De Formicarius, ('De Mierenhoop'), een lange, moraliserende verhandeling in de vorm van een dialoog tussen een theoloog en een student, werd in 1435-1437 geschreven door Johannes Nider tijdens het Concilie van Bazel. Het werd gedrukt in 1475 en is het tweede gedrukte boek ooit waarin hekserij wordt besproken.
Nider behandelde hekserij specifiek in het vijfde deel van het boek. In tegenstelling tot latere boeken over hetzelfde thema werd hier geen nadruk gelegd op het idee van de heksensabbat. Nider toonde zich ook sceptisch tegenover de bewering dat heksen 's nachts zouden kunnen vliegen. De Formicarius is een belangrijk werk omdat het aantoont dat reeds in de vroege vijftiende eeuw heksenprocessen en martelingen van mensen, verdacht van hekserij, voorkwamen.

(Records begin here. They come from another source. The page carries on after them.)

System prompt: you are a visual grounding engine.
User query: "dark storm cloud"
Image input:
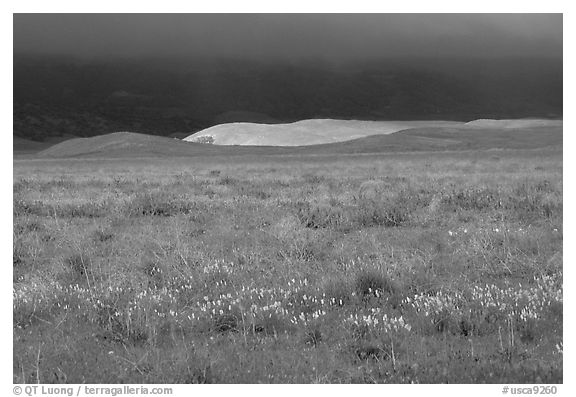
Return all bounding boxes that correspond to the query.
[14,14,562,59]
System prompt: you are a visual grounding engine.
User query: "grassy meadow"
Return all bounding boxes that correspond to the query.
[13,149,563,383]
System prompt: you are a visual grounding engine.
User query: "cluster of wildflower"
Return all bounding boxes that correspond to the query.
[403,291,465,317]
[403,276,562,321]
[202,261,235,274]
[471,276,563,321]
[346,308,412,333]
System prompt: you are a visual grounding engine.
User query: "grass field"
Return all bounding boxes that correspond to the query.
[13,149,563,383]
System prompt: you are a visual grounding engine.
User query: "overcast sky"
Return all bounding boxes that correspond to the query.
[14,14,562,60]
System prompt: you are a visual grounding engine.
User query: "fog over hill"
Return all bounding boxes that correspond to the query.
[14,55,562,140]
[14,14,563,140]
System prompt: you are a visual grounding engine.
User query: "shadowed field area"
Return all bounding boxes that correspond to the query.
[13,147,563,383]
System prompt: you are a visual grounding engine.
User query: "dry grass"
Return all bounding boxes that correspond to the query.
[13,150,563,383]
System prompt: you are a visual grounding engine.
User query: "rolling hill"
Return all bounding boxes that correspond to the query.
[38,119,563,158]
[184,119,464,146]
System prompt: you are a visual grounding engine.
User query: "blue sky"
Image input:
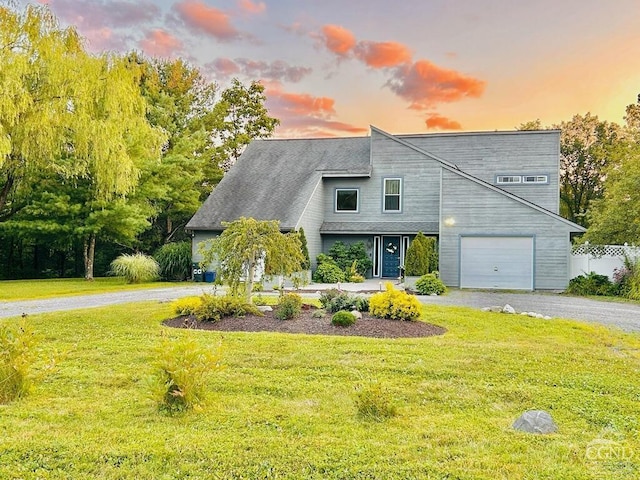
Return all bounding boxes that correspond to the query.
[23,0,640,136]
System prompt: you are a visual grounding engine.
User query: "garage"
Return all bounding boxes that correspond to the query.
[460,236,534,290]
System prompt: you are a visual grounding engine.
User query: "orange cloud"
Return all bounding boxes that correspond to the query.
[424,113,462,130]
[265,81,367,137]
[140,28,183,57]
[174,0,240,40]
[355,41,411,68]
[322,25,356,56]
[238,0,267,14]
[387,60,486,110]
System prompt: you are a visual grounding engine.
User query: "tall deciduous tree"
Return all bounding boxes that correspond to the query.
[518,113,624,226]
[216,78,280,171]
[198,217,304,302]
[0,6,164,279]
[585,95,640,245]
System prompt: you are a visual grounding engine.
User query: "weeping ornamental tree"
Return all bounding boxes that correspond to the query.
[198,217,304,302]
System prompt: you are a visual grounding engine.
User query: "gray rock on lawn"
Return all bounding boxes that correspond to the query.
[502,303,516,314]
[513,410,558,434]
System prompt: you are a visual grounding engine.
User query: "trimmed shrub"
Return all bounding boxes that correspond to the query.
[369,282,422,320]
[274,293,302,320]
[313,262,345,283]
[567,272,616,296]
[154,242,191,281]
[329,241,373,277]
[171,297,202,315]
[0,320,38,404]
[331,310,356,327]
[404,232,438,276]
[195,294,263,322]
[320,288,369,313]
[150,336,222,415]
[111,253,160,283]
[355,382,397,422]
[416,273,447,295]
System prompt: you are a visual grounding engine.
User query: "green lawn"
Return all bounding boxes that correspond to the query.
[0,303,640,480]
[0,277,182,301]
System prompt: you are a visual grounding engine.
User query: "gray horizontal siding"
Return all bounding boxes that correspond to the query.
[400,131,560,213]
[296,180,324,269]
[440,171,571,289]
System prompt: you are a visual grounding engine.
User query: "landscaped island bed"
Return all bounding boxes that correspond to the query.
[164,309,446,338]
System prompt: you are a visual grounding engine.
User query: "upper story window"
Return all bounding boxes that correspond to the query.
[497,175,522,185]
[522,175,549,183]
[336,188,359,213]
[496,175,549,185]
[383,178,402,212]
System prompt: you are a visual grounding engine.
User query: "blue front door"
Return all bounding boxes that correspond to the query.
[382,237,400,278]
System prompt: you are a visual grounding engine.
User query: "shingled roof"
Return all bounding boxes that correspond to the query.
[186,137,370,231]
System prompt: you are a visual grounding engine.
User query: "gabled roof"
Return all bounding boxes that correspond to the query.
[186,137,371,230]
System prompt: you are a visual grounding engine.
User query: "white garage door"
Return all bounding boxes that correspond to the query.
[460,237,533,290]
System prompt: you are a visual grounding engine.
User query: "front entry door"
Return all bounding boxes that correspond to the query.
[382,237,400,278]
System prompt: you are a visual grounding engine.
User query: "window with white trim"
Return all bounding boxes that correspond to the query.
[335,188,359,213]
[522,175,549,183]
[382,178,402,212]
[496,175,522,185]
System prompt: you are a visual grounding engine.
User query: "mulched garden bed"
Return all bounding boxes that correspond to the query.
[164,310,447,338]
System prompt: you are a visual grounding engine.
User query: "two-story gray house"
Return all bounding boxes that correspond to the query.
[187,127,584,290]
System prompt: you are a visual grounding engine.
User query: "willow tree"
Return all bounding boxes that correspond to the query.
[199,217,304,302]
[0,5,163,279]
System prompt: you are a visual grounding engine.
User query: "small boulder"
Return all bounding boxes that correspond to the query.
[513,410,558,434]
[502,303,516,314]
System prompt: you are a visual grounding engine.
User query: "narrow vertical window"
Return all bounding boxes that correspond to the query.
[383,178,402,212]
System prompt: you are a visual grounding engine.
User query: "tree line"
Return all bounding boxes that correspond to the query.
[518,99,640,245]
[0,5,640,279]
[0,5,279,279]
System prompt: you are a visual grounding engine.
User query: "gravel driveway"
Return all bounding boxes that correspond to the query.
[0,281,640,332]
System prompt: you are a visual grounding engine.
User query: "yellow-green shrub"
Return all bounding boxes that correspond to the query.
[171,297,202,315]
[369,283,422,320]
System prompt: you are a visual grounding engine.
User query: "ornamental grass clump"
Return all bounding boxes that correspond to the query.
[154,242,191,281]
[355,382,397,422]
[111,253,160,283]
[0,320,38,404]
[369,282,422,320]
[149,336,223,415]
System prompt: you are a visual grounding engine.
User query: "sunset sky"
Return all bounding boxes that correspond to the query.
[23,0,640,137]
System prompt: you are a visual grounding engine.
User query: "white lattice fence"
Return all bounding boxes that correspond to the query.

Nider was een van de eersten die de tot dan bestaande opvattingen over toverij transformeerde in de 'modernere' perceptie van hekserij. Vóór de vijftiende eeuw werd magie geacht te worden beoefend door goed opgeleide mannen die ingewikkelde rituelen uitvoerden. In Niders Formicarius wordt de heks daarentegen beschreven als ongeschoold en gewoonlijk een vrouw. Het idee, uitgedrukt in dit boek, dat een persoon kon besluiten om magie te gebruiken simpelweg door zichzelf te wijden aan de duivel joeg de mensen uit die tijd angst aan. Het zou een van de vele factoren zijn die ertoe leidden dat mensen magie begonnen te vrezen. Ook het idee dat een magiër in de eerste plaats vrouwelijk was, was voor velen schokkend. Nider legde uit dat vrouwen in staat waren tot zulke daden door te wijzen op hun inferieure lichamelijke, geestelijke en morele vermogens.[1]
Het werk is verder van belang voor de informatie die er in te vinden is over beruchte figuren uit die tijd. Een ervan was de tovenaar Scavius die naar verluidt er telkens in slaagde aan zijn vijanden te ontsnappen door zichzelf in een muis te veranderen.[2]
Scavius was verantwoordelijk voor de voogdij van Stedelen in hekserij.[3]